Netflix is the world's leading streaming entertainment service with over 209 million paid memberships in over 190 countries enjoying TV series, documentaries, and feature films across a wide variety of genres and languages. Members can watch as much as they want, anytime, anywhere, on any Internet-connected screen. Members can play, pause and resume watching, all without commercials or commitments.
About the Team:
We build and support products such as Titus , our multi-tenant Kubernetes-based container platform and runtime, which enable and enhance fleet-wide agility, efficiency, and reliability while empowering engineers through valuable abstractions and reduced operational burden. We take an active role in driving our compute primitives forward, evolving them to meet our customer’s needs.
The Compute Platform’s products power workloads across our Data Platforms, Stream Processing, Studio and Content, Encoding, Streaming, Content Delivery, Machine Learning, and Engineering Tooling. We provide a worldwide highly available compute fabric launching over a million containers every day. As a critical component of our streaming service, the container management platform is a tier-one system. The team not only designs and develops this tier-one system but also operates and supports it 24x7.
About the Role:
We are looking for a Senior Software Engineer to join us in growing our Compute Platform built on our Kubernetes-based container platform. In this role, you will work on our container orchestration system, with a focus on enabling a best-in-class experience for machine learning and big data processing workloads, and batch-enabled platforms running on top of our products.
People who do well in this role are self-motivated engineers experienced at building and supporting distributed systems, who love to delight the customer both in terms of regularly delivering value as well as in providing stellar support for our products. A proven ability to successfully tackle complex and ambiguous problems and deliver quality results quickly are essential skills for this role.
We believe talent is equally geographically distributed but opportunities are not. Our US-based team is happy to embrace remote work and our general support hours are 10am - 4pm Pacific Time. We believe safe spaces where everyone can be their authentic selves is the key to a strong team so we welcome and embrace all identities, cultures, and backgrounds.
What we are building
· A globally available and extensible container runtime and orchestration platform, built on Kubernetes
· Advanced and industry-leading ML-based scheduling across service and batch jobs, including capacity management, bin packing, and over-subscription, fault-tolerance, and cross workload optimization
· An operationally resilient and global-scale control plane
· An intelligent and full-featured batch system supporting optimized scheduling and management of all workload types
· Linux and container runtimes providing industry-leading security and multi-tenant isolation with deep integration to AWS EC2 networking and security as well as Netflix platform infrastructure systems
· Creating clarity within ambiguity to produce and execute designs and plans
· Participating in the creation and curation of a fantastic team culture
· Championing projects, managing and communicating impact, and delivering results
· Collaborating with the team, Product Managers, partners, and stakeholders on our roadmap
· Operating our systems and responding to incidents, issues, and user support requests as part of an on-call rotation
· Evolving the platform to solve novel challenges while handling web-scale load
Skills we are looking for
· Ability to break down abstract problems into concrete solutions
· Demonstrated experience in improving the reliability and operational automation of complex, multi-tier systems
· Experience beyond the usage of container management platforms and/or container runtimes. Specifically, we are looking for engineers who have extended and improved these platforms vs. operated them.

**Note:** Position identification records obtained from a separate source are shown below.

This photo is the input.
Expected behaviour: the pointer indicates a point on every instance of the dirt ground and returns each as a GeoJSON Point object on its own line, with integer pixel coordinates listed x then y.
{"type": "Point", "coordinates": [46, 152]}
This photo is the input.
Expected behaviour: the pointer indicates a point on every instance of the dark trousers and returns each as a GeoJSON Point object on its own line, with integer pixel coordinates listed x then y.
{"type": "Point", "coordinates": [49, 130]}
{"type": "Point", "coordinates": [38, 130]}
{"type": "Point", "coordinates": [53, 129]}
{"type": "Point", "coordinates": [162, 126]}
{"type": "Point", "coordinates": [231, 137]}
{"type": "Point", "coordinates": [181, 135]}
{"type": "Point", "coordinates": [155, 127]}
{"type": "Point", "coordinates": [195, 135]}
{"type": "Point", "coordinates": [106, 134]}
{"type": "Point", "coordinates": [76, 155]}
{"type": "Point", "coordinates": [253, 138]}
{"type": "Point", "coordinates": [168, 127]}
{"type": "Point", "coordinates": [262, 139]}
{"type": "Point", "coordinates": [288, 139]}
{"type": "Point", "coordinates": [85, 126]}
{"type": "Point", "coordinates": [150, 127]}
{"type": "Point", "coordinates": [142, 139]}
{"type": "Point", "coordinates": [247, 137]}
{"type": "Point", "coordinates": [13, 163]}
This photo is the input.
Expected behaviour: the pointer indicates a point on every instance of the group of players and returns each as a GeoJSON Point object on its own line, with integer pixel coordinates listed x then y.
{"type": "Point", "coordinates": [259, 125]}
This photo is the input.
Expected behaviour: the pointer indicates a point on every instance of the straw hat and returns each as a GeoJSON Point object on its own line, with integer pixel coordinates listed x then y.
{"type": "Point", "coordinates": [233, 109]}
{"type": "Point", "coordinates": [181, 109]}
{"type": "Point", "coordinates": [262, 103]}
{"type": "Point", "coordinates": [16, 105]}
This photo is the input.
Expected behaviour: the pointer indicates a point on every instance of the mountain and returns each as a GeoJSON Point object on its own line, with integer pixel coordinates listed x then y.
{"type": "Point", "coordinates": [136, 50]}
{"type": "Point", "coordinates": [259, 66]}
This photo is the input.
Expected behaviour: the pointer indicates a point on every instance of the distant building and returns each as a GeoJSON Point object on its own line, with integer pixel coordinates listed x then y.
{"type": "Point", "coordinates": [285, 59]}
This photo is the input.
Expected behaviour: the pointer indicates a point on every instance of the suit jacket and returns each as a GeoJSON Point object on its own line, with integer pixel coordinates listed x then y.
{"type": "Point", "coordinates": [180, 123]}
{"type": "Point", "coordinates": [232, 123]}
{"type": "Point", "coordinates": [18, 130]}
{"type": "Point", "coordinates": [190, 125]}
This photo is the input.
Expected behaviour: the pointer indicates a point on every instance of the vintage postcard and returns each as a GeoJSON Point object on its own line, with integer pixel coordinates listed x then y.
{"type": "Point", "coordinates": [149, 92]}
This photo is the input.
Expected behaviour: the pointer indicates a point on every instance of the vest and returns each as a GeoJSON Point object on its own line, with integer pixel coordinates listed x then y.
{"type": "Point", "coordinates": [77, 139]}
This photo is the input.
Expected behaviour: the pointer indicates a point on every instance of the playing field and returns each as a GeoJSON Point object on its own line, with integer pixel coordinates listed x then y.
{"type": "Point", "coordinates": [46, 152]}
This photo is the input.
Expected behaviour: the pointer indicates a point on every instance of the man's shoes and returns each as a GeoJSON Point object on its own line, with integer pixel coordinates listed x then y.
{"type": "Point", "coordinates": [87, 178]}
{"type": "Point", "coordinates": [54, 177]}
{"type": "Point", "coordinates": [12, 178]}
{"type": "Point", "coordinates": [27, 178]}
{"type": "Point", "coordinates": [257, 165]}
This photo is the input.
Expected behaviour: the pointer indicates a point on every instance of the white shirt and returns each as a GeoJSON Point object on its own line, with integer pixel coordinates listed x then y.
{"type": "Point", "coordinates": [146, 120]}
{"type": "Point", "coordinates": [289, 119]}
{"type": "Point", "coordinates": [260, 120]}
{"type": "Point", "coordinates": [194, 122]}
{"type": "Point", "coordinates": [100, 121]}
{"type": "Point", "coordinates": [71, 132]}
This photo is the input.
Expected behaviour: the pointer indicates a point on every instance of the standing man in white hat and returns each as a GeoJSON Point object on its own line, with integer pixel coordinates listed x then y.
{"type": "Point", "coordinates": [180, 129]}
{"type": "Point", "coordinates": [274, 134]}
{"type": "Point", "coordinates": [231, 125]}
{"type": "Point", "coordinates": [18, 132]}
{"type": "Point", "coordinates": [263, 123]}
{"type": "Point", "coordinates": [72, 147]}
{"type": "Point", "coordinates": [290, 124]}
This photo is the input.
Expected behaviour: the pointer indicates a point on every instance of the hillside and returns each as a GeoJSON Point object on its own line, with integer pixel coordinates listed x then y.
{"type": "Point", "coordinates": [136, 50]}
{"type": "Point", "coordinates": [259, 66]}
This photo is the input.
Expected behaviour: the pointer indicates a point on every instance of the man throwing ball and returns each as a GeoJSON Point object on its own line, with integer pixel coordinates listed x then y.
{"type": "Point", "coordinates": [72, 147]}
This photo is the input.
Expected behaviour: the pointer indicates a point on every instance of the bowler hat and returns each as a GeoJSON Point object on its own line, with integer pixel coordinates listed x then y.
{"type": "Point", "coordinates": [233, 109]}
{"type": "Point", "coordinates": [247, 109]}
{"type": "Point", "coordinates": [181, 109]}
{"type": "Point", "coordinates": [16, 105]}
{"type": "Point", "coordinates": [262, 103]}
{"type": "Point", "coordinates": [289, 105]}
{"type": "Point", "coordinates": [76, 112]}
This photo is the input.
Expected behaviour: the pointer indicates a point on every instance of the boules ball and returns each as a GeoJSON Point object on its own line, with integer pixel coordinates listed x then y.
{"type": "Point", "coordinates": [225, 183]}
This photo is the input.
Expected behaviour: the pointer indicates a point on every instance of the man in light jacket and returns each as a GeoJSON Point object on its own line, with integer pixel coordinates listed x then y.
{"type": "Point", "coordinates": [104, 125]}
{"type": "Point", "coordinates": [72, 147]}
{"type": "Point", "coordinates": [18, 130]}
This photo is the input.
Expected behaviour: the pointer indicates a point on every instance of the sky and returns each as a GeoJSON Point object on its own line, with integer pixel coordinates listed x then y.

· Experience with addressing performance issues across the whole stack from applications to operating systems
· Ability to program across the core project languages Java and Golang
What sets you apart
· Experience building a business-critical large-scale distributed system with extreme availability
· Understanding of systemic security challenges within infrastructure-as-a-service offerings
· Demonstrated community advocacy or open source contribution
· Deep experience with batch systems such as Luigi, Airflow, AWS Batch, Chronos, or other big data infrastructure platforms
What might be interesting to you
· Identifying and implementing improvements to systems and architecture with Netflix-wide impact
· Working with stunning colleagues at the top of their field
· A demonstrated commitment (including funding and time) to creating a more inclusive working environment and diverse workforce
· The ability to choose between working remotely or in the office
Does this sound interesting? Or does this sound interesting-but-intimidating? Please don’t self-select out, let’s figure it out together. We’d love to talk to you!
Netflix is a global company, with a diverse member base, which is why the content we produce reflects that: global perspectives, global stories. As we grow globally, we know that we must have the most talented employees with diverse backgrounds, cultures, perspectives, and experiences to support our innovation and creativity. We are an equal opportunity employer and strive to build balanced teams from all walks of life.